Thai-Muslim politicians have received assurances from the Palestinian Islamist group Hamas that all the Thai hostages being held will be among those released if and when a ceasefire occurs. The announcement was made to reporters yesterday by Lepong Syed, the president of the Thai-Iran Alumni Association, part of a team of Thai-Muslim politicians that has been in contact with Hamas since last month.
“Any ceasefire either three days or five days … Hamas will release hostages, including all Thais being held, which they promised,” Lepong said outside Bangkok’s parliament building.
Hamas fighters took some 240 people hostage on October 7, when they launched brutal incursions into southern Israel, killing more than 1,200 people, according to the Israeli government’s figures. Thai nationals were the largest foreign contingent to fall victim to the attacks, with the country’s Ministry of Foreign Affairs claiming that 39 were killed and 25 captured in the raids.
Those captured by Hamas were part of a population of around 30,000 Thai citizens working in Israel’s agriculture sector, more than 7,200 of which have returned to Thailand since the crisis erupted. The presence of the large Thai population dates from the end of the First Intifada in the late 1980s, when due to security concerns Israel began to replace Palestinian farm workers with foreign nationals from further afield, including Thailand and the Philippines.

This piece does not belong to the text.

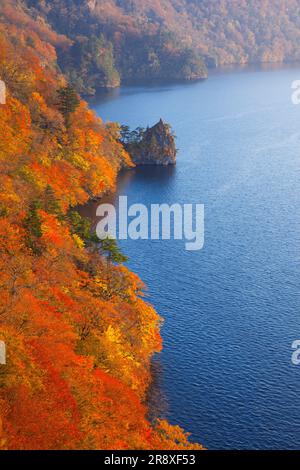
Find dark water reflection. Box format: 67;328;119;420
90;68;300;449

Thailand has utilized numerous channels in a bid to secure the release of its hostages in Gaza. Earlier this month, the Ministry of Foreign Affairs said that Qatar, Iran, and Egypt had agreed to formally convey to Hamas a request that the hostages be released. It has also assembled a team of Thai-Muslim politicians, headed by House Speaker Wan Muhamad Noor Matha, who have held meetings with Hamas officials.
Earlier this month, Areepen Uttarasin, a former education minister, said that he traveled to the Iranian capital Tehran and met senior Hamas officials there for over two hours on October 26, to request their safe release.
“I asked them to release them because they are innocent,” he said, according to the news agency AFP. “They assured me that they were taking good care of them, but they couldn’t tell me the release date… They were waiting for the right time.”
Given its overriding concern to secure the release of the hostages, Bangkok’s response to the outbreak of the war has been relatively muted. Despite an early post on X (formerly Twitter) from Prime Minister Srettha Thavisin, in which he extended his “deepest condolences to the Government and the people of the State of Israel,” and strongly condemned the Hamas attack, the Thai Ministry of Foreign Affairs has taken a position of “neutrality.” Deputy Foreign Affairs Minister Jakkapong Sangmanee said that Thailand “promotes a solution that would allow Palestine and Israel to coexist,” as The Nation paraphrased it.
At the same time, public sentiment in Thailand appears to be on the side of Israel, due to the fact that so many Thais fell victim to Hamas. According to a recent article in Nikkei Asia by Daungyewa Utarasint, the war “has significantly heightened awareness in Thailand about the large number of workers from the country present in Israel – and turned many Thais hostile to the Palestinian cause.”